Now you have two, but you get the benefit of an explanation. This is NOT a problem with the exposure method, be it CGI or whatever. It's a problem with Bash not properly parsing vars. Trying the "it's not supposed to be used for" defense is just about as good as Job's "you're holding it wrong" stunt... A spade is a spade and a vulnerability a vulnerability.
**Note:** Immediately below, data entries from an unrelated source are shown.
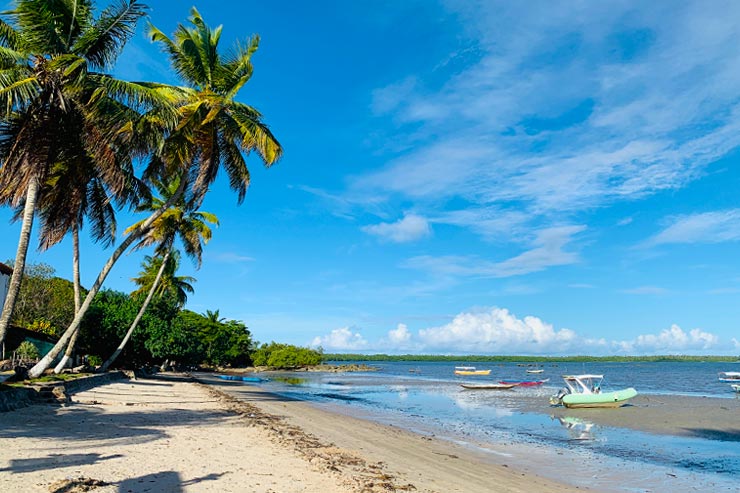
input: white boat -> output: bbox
[550,374,637,408]
[719,371,740,383]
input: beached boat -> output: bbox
[460,383,516,390]
[455,368,491,376]
[719,371,740,383]
[550,375,637,408]
[498,378,550,387]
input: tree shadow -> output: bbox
[118,471,227,493]
[0,453,123,474]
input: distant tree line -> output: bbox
[324,353,740,363]
[5,264,323,368]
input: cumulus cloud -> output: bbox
[388,324,411,345]
[362,214,431,243]
[311,327,367,351]
[617,324,719,354]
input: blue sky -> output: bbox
[0,0,740,355]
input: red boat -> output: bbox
[499,378,550,387]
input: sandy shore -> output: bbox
[0,376,583,493]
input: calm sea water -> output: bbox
[227,362,740,492]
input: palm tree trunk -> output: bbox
[54,224,82,373]
[98,250,171,373]
[0,176,39,345]
[28,180,186,378]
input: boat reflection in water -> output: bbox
[550,416,596,441]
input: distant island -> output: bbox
[323,353,740,363]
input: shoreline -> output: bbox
[0,374,588,493]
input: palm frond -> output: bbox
[72,0,148,68]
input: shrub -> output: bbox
[15,341,39,359]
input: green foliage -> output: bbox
[252,342,324,368]
[324,354,740,363]
[87,354,103,366]
[15,341,39,359]
[13,263,74,335]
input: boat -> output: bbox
[460,383,516,390]
[719,371,740,383]
[218,375,263,382]
[498,378,550,387]
[455,366,491,376]
[550,375,637,408]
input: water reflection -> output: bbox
[550,416,596,441]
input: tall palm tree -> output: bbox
[99,175,218,372]
[0,0,152,352]
[29,5,282,377]
[131,249,195,307]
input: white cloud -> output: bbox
[347,1,740,258]
[622,286,668,295]
[362,214,431,243]
[403,225,585,277]
[419,308,578,354]
[646,209,740,246]
[617,324,719,354]
[311,327,367,351]
[388,324,411,345]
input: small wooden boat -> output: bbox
[719,371,740,383]
[218,375,263,382]
[550,375,637,409]
[460,383,516,390]
[499,378,550,387]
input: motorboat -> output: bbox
[499,378,550,387]
[719,371,740,383]
[460,383,516,390]
[550,374,637,408]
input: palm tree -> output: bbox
[29,4,282,377]
[131,249,195,307]
[0,0,152,354]
[99,175,218,372]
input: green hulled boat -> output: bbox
[550,375,637,409]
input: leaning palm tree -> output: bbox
[29,9,282,377]
[0,0,153,352]
[99,175,218,372]
[131,249,195,307]
[98,249,195,372]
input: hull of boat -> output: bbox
[455,370,491,376]
[460,383,516,390]
[563,387,637,409]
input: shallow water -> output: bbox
[250,362,740,492]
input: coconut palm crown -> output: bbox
[150,8,283,208]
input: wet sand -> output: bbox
[0,375,584,493]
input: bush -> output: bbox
[15,341,39,359]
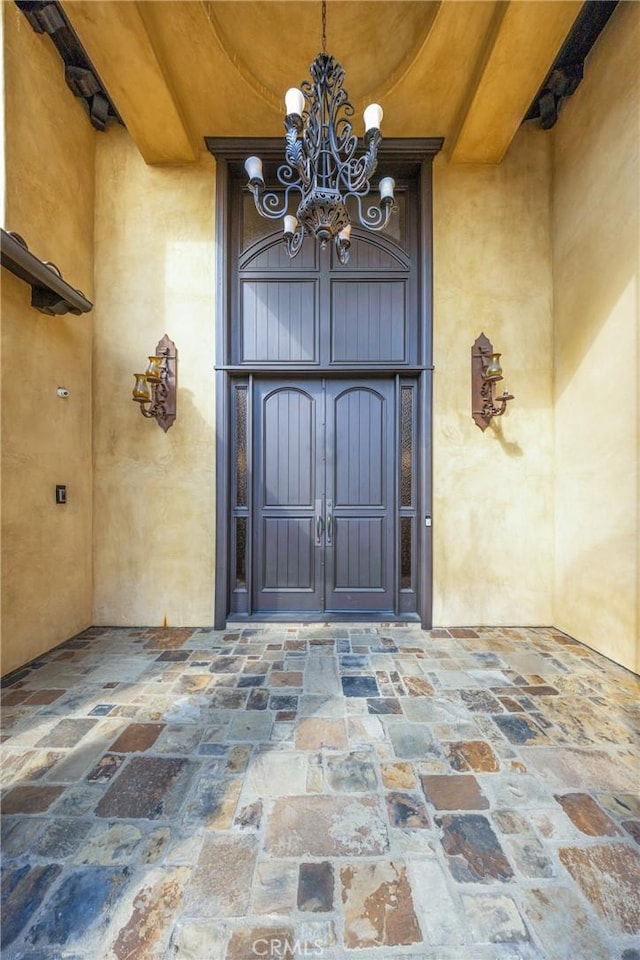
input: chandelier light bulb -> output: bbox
[244,157,264,184]
[379,177,396,200]
[363,103,382,131]
[284,87,304,117]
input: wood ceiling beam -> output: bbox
[451,0,582,164]
[63,0,197,164]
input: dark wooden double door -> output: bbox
[253,378,397,614]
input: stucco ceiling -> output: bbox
[63,0,582,163]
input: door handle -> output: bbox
[316,500,323,547]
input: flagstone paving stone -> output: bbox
[0,623,640,960]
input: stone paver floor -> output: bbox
[2,624,640,960]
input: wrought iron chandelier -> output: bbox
[244,0,395,264]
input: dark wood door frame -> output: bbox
[205,137,443,630]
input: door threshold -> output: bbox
[227,610,420,623]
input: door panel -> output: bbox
[254,381,323,612]
[326,380,396,612]
[254,380,396,613]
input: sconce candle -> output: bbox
[133,333,178,433]
[483,353,502,380]
[133,373,151,403]
[145,357,165,383]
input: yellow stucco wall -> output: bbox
[553,3,640,672]
[93,128,215,626]
[433,125,553,625]
[1,3,96,673]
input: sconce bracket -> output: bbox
[151,333,178,433]
[471,333,513,430]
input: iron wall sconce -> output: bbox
[133,333,178,433]
[471,333,513,430]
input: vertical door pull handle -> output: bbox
[316,500,324,547]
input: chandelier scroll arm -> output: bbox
[346,191,395,232]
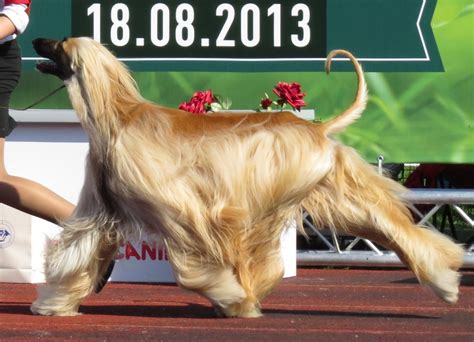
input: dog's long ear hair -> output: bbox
[63,37,144,129]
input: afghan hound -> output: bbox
[31,37,464,317]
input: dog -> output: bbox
[31,37,464,317]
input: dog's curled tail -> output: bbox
[324,50,368,134]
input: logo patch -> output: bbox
[0,220,15,248]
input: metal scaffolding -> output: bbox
[297,189,474,268]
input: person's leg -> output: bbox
[0,138,74,223]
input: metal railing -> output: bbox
[297,189,474,268]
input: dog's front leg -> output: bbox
[31,220,117,316]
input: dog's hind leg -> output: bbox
[304,149,464,303]
[31,222,116,316]
[168,248,254,317]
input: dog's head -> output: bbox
[33,38,75,80]
[33,37,142,130]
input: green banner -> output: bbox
[12,0,474,163]
[21,0,443,72]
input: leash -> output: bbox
[0,84,66,111]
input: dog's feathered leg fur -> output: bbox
[31,162,120,316]
[303,146,464,303]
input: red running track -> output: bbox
[0,268,474,342]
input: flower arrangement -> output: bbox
[179,82,306,114]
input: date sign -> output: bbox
[20,0,443,71]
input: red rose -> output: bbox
[260,97,273,109]
[178,89,214,114]
[273,82,306,110]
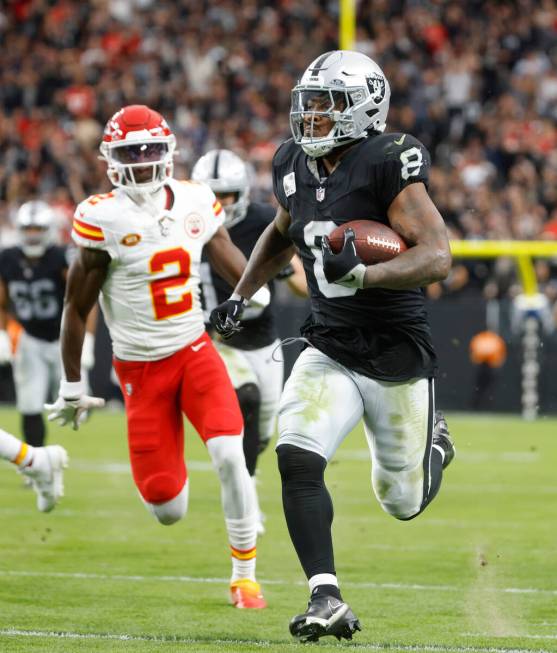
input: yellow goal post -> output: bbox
[451,240,557,420]
[451,240,557,296]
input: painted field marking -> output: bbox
[0,628,550,653]
[0,570,557,596]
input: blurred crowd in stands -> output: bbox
[0,0,557,304]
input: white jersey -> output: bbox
[72,179,224,361]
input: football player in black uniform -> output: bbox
[0,201,94,447]
[211,50,454,641]
[191,149,307,535]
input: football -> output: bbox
[328,220,408,265]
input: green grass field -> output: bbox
[0,410,557,653]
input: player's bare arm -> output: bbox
[60,247,110,382]
[363,183,451,290]
[286,254,308,297]
[205,227,246,287]
[234,206,295,298]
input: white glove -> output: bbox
[44,380,104,431]
[0,331,13,365]
[242,286,271,320]
[81,331,95,370]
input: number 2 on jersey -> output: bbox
[149,247,193,320]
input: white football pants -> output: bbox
[277,347,435,519]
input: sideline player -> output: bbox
[0,429,68,512]
[211,51,454,641]
[191,149,307,535]
[45,105,269,608]
[0,200,96,447]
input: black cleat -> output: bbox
[290,594,361,642]
[433,410,456,469]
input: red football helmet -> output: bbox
[100,104,176,192]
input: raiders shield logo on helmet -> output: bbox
[366,74,385,104]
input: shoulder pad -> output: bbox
[372,132,426,159]
[273,138,301,167]
[74,192,116,222]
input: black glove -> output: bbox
[209,295,246,340]
[321,229,366,288]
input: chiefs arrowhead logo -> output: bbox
[120,234,141,247]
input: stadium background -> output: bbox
[0,0,557,653]
[0,0,557,412]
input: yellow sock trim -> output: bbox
[12,442,29,465]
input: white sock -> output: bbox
[0,429,33,467]
[308,574,338,594]
[207,436,257,581]
[225,515,257,582]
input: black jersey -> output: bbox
[201,203,277,349]
[273,133,436,381]
[0,245,68,342]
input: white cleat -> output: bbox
[21,444,69,512]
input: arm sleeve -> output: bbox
[374,134,431,211]
[272,145,288,210]
[202,186,224,243]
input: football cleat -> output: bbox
[230,578,267,610]
[21,444,68,512]
[433,410,456,469]
[290,594,361,642]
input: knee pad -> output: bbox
[207,435,255,519]
[236,383,261,418]
[277,444,327,483]
[138,472,183,504]
[142,481,189,526]
[207,435,246,478]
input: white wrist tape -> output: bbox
[59,379,85,399]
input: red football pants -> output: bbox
[114,333,243,503]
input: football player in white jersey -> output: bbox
[0,200,96,447]
[191,149,307,535]
[45,105,270,608]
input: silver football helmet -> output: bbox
[191,150,249,227]
[15,200,56,258]
[290,50,391,158]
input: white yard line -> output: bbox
[0,628,549,653]
[462,633,557,639]
[0,569,557,596]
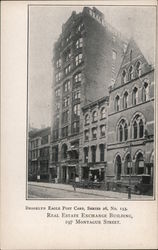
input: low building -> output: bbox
[106,40,154,191]
[28,127,50,181]
[80,96,109,182]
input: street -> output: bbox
[28,184,111,199]
[28,182,153,200]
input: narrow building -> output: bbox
[28,127,50,181]
[50,7,126,183]
[80,96,109,183]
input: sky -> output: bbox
[28,5,156,128]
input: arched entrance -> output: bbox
[115,155,122,180]
[136,152,145,175]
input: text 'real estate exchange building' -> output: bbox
[49,7,154,191]
[106,40,154,189]
[50,7,126,183]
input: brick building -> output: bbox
[50,7,126,182]
[106,40,154,191]
[28,127,51,181]
[80,96,109,182]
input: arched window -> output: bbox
[91,146,96,163]
[129,49,133,61]
[100,107,106,119]
[122,70,127,83]
[85,114,89,125]
[115,95,120,111]
[136,152,144,175]
[119,124,123,141]
[115,155,122,180]
[118,119,128,142]
[99,144,105,161]
[92,111,98,122]
[136,62,141,76]
[139,119,144,138]
[133,121,138,139]
[128,66,134,81]
[124,154,132,175]
[61,144,67,159]
[142,82,149,102]
[123,91,128,109]
[132,87,138,105]
[124,123,128,141]
[132,114,145,139]
[84,147,88,163]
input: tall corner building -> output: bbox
[49,7,126,183]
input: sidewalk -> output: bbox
[28,182,153,200]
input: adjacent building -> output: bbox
[28,127,51,181]
[80,96,109,182]
[106,40,154,190]
[50,7,126,182]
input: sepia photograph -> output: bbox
[26,4,156,201]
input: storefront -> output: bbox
[82,163,105,182]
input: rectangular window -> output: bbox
[84,148,88,163]
[100,125,105,137]
[76,37,83,49]
[55,88,60,97]
[62,126,68,137]
[74,72,81,83]
[84,130,89,141]
[75,53,83,66]
[64,80,70,92]
[63,96,70,107]
[55,102,60,110]
[64,65,71,75]
[73,104,80,116]
[99,144,104,162]
[91,146,96,163]
[65,50,71,62]
[52,146,58,162]
[53,129,59,141]
[112,50,117,61]
[56,58,61,69]
[92,128,97,139]
[76,23,84,33]
[62,110,69,123]
[72,121,79,133]
[41,135,48,145]
[55,72,61,82]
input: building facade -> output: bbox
[50,7,126,182]
[80,96,109,182]
[106,40,154,191]
[28,127,51,181]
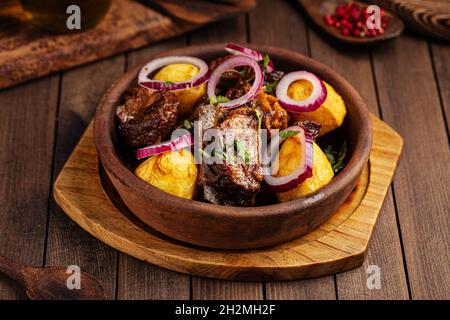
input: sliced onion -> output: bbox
[139,56,209,90]
[264,126,314,192]
[225,43,275,73]
[275,71,327,112]
[207,56,264,109]
[136,133,194,160]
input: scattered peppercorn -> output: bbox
[323,3,388,38]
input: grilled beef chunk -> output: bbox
[201,108,263,206]
[116,87,179,148]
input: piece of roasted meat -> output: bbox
[116,87,179,148]
[200,108,263,207]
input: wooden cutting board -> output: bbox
[369,0,450,41]
[0,0,256,89]
[54,115,403,281]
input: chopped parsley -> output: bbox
[234,140,250,164]
[323,140,347,174]
[266,80,280,94]
[240,68,249,79]
[280,130,299,139]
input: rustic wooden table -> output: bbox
[0,0,450,299]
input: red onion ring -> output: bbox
[138,56,209,90]
[207,56,264,109]
[136,133,194,160]
[225,43,275,73]
[275,71,327,112]
[264,126,314,192]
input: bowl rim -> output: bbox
[94,43,372,220]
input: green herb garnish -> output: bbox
[234,140,250,164]
[214,150,228,162]
[280,130,300,139]
[240,68,249,79]
[266,80,279,94]
[183,119,192,130]
[323,140,347,174]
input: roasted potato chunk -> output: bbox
[153,63,206,115]
[277,138,334,202]
[135,149,197,199]
[288,80,347,136]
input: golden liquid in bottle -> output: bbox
[19,0,112,33]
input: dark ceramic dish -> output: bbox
[94,44,372,249]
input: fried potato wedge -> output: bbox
[153,63,206,114]
[277,138,334,202]
[135,149,198,199]
[288,80,347,136]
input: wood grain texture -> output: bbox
[0,0,255,88]
[144,0,256,25]
[0,256,106,300]
[54,116,403,281]
[374,36,450,299]
[0,76,59,299]
[310,26,408,299]
[297,0,405,46]
[249,0,336,299]
[117,36,190,300]
[46,56,125,299]
[431,42,450,134]
[370,0,450,41]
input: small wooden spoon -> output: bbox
[0,256,106,300]
[298,0,405,45]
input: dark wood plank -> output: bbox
[46,55,125,299]
[117,253,190,300]
[249,0,308,55]
[117,37,190,299]
[192,277,264,300]
[189,14,263,300]
[431,42,450,134]
[249,0,335,299]
[304,32,408,299]
[374,36,450,299]
[0,75,59,299]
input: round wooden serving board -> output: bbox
[54,115,403,281]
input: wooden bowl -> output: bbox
[94,44,372,249]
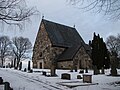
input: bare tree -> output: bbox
[0,0,37,28]
[68,0,120,19]
[12,37,32,68]
[0,36,11,66]
[106,34,120,56]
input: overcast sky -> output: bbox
[0,0,120,44]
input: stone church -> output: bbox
[32,19,92,69]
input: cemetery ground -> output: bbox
[0,68,120,90]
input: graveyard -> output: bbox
[0,68,120,90]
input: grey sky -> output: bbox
[0,0,120,43]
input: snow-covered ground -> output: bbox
[0,68,120,90]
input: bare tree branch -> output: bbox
[12,37,32,68]
[68,0,120,20]
[0,0,38,27]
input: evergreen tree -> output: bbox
[91,33,110,69]
[28,61,31,71]
[19,62,22,70]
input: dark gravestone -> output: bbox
[4,82,10,90]
[79,70,84,73]
[110,56,117,76]
[85,67,88,73]
[42,71,46,76]
[93,66,100,75]
[83,75,92,83]
[0,77,3,84]
[101,67,105,74]
[61,73,71,80]
[77,75,82,79]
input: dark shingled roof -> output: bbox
[42,19,90,61]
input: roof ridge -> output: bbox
[42,19,76,29]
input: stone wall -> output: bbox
[73,47,92,69]
[57,60,73,69]
[32,23,64,68]
[32,23,92,69]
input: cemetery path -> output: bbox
[0,69,63,90]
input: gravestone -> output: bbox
[79,69,84,73]
[110,53,117,76]
[0,77,3,84]
[42,71,46,76]
[101,67,105,74]
[61,73,71,80]
[77,75,82,79]
[83,75,92,83]
[93,66,100,75]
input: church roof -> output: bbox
[42,19,89,61]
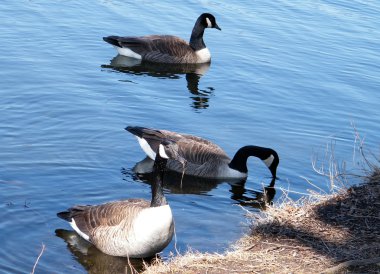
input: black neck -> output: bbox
[228,146,278,177]
[190,18,206,51]
[150,153,168,207]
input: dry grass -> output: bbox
[145,161,380,273]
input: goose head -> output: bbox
[228,146,280,178]
[198,13,222,30]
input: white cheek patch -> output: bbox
[263,154,274,167]
[206,17,212,28]
[158,144,169,159]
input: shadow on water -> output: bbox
[122,157,276,209]
[102,55,214,110]
[55,229,154,274]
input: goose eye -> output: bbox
[206,17,212,28]
[263,154,274,167]
[158,144,169,159]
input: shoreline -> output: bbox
[143,167,380,274]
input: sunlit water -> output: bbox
[0,0,380,273]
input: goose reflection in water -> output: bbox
[55,229,154,274]
[122,157,276,209]
[102,55,214,110]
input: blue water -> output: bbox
[0,0,380,273]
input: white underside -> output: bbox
[114,46,142,60]
[135,135,156,160]
[195,48,211,63]
[130,205,173,257]
[69,219,90,241]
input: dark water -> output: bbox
[0,0,380,273]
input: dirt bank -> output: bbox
[145,168,380,273]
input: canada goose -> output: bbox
[125,126,280,178]
[57,140,186,258]
[103,13,221,64]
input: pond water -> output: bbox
[0,0,380,273]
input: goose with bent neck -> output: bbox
[126,126,280,179]
[103,13,221,64]
[57,141,181,258]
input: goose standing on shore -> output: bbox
[57,140,186,258]
[103,13,221,64]
[125,126,280,179]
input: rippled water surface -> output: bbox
[0,0,380,273]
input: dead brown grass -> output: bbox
[145,168,380,273]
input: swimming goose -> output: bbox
[125,126,280,179]
[57,140,186,258]
[103,13,221,64]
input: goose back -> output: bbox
[126,126,279,178]
[103,13,220,64]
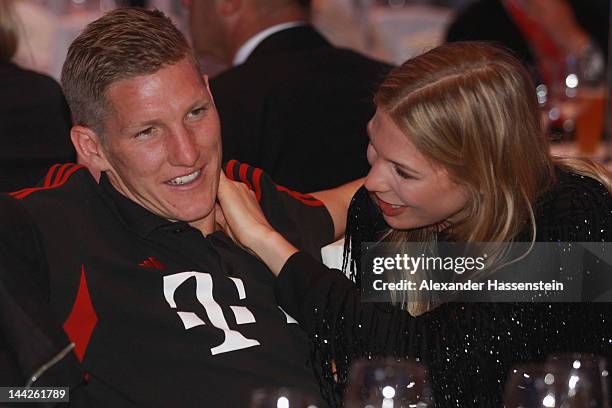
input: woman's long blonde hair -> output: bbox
[374,42,612,314]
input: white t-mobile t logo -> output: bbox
[164,272,260,355]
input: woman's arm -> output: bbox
[311,178,364,239]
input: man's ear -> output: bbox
[70,125,110,173]
[216,0,242,17]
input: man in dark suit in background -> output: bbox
[183,0,390,191]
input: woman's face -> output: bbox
[365,109,467,229]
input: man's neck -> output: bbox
[189,214,219,236]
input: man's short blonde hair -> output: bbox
[61,8,197,137]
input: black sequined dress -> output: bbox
[276,168,612,408]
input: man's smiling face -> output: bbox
[101,58,221,226]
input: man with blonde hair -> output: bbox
[0,9,333,407]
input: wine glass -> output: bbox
[504,364,560,408]
[546,353,610,408]
[250,387,321,408]
[344,358,433,408]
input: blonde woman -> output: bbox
[219,43,612,408]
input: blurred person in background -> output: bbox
[214,43,612,408]
[183,0,390,191]
[0,0,75,192]
[446,0,610,83]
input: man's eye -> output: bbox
[188,108,204,118]
[136,127,154,137]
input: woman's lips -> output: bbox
[374,196,408,217]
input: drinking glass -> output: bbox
[250,387,321,408]
[344,358,433,408]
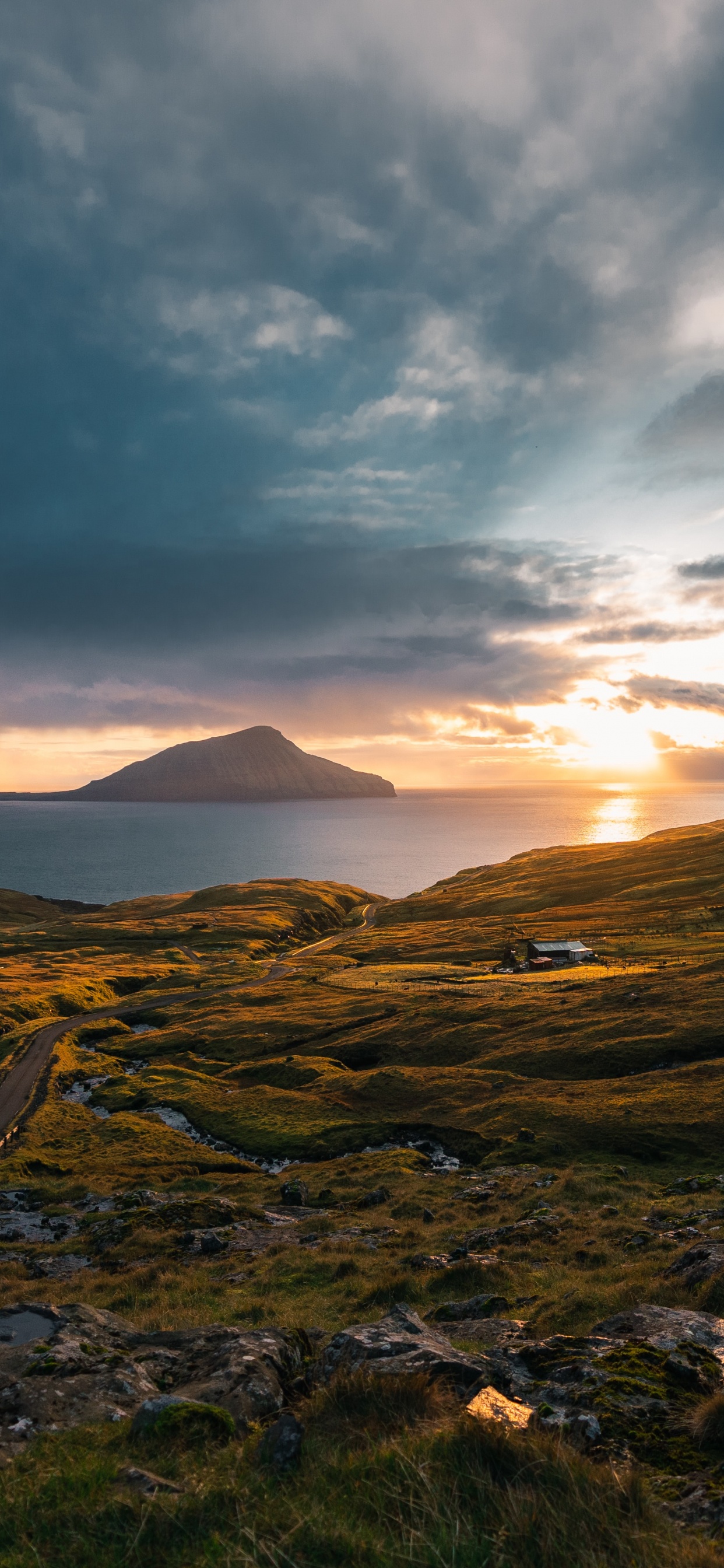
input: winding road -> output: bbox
[0,903,376,1133]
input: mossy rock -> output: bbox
[132,1394,237,1447]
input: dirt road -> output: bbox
[0,903,375,1132]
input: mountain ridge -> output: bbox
[0,724,395,804]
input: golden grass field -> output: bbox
[0,823,724,1568]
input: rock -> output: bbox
[426,1295,511,1324]
[257,1410,304,1471]
[310,1303,490,1397]
[665,1242,724,1289]
[118,1465,184,1497]
[282,1176,309,1209]
[0,1301,312,1446]
[27,1253,93,1279]
[465,1386,533,1427]
[450,1317,528,1350]
[130,1394,235,1443]
[409,1248,498,1269]
[591,1304,724,1366]
[357,1187,392,1209]
[199,1231,229,1253]
[130,1394,188,1433]
[467,1214,560,1247]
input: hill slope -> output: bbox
[5,724,395,802]
[379,822,724,925]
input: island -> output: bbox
[0,724,395,803]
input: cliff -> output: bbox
[2,724,395,802]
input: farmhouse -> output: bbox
[528,939,594,964]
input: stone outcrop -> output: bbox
[665,1242,724,1290]
[0,1303,312,1446]
[310,1304,489,1397]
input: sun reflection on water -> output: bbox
[588,790,642,844]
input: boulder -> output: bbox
[280,1176,309,1209]
[357,1187,392,1209]
[130,1394,235,1443]
[199,1231,229,1254]
[665,1242,724,1290]
[426,1295,511,1324]
[0,1301,312,1449]
[465,1386,533,1427]
[118,1465,184,1497]
[591,1304,724,1366]
[310,1303,490,1399]
[257,1410,304,1471]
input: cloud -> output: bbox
[0,0,724,758]
[144,279,351,378]
[578,611,721,648]
[679,555,724,582]
[627,676,724,713]
[639,374,724,455]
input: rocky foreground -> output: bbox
[0,1297,724,1530]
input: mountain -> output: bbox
[3,724,395,802]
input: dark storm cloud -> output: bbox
[638,374,724,482]
[627,676,724,713]
[0,0,724,733]
[0,538,610,724]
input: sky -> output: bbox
[0,0,724,790]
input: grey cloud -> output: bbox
[627,676,724,713]
[639,374,724,453]
[0,538,597,726]
[0,0,724,746]
[679,555,724,582]
[578,621,721,648]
And your comment only proves that Open Source has long moved from a "philosophy" to a religion, shock full of dogmas and unwilling/unable to face (even substantiated) criticism. and like a "good" religion, you obviously must be "right" thus can do no wrong. And along comes the usual "it's not important/relevant/substantial" excuses zealots, especially the devs, are so fond of.
Grow up, a turd is a turd, and if you call it an OpenTurd it still won't smell like roses :)
>>This is NOT a problem with the exposure method, be it CGI or whatever. It's a problem with Bash not properly parsing vars.
We must be reading different articles. What you're talking about is the original article about the GNU Bash bug. This one about the inexorable, inevitable doomsday awaiting the humanity due to the affect on cgi. This is a vulnerability affecting all those abusing shell in places it didn't belong even without a single vulnerability as well as might cause some local problems and break local scripts.
>>..as good as Job's "you're holding it wrong" stunt...
It would be my job to correct you your apostrophe as well as observe that you either reading my comment from the right to the left or looking at the wrong article.
>>And your comment only proves that Open Source has long moved from a "philosophy" to a religion, shock full of dogmas and unwilling/unable to face...
Can't talk on behalf of the whole FOSS or OSS. Common sense is my religion, calling spade a spade, or overly-sensational journalism overly-sensational is one of my dogmas, when I am not too lazy.
>>Grow up, a turd is a turd, and if you call it an OpenTurd it still won't smell like roses :)
Not sure about your age, yet judging from "Grow up" there is a high chance I had grown up long before you were born.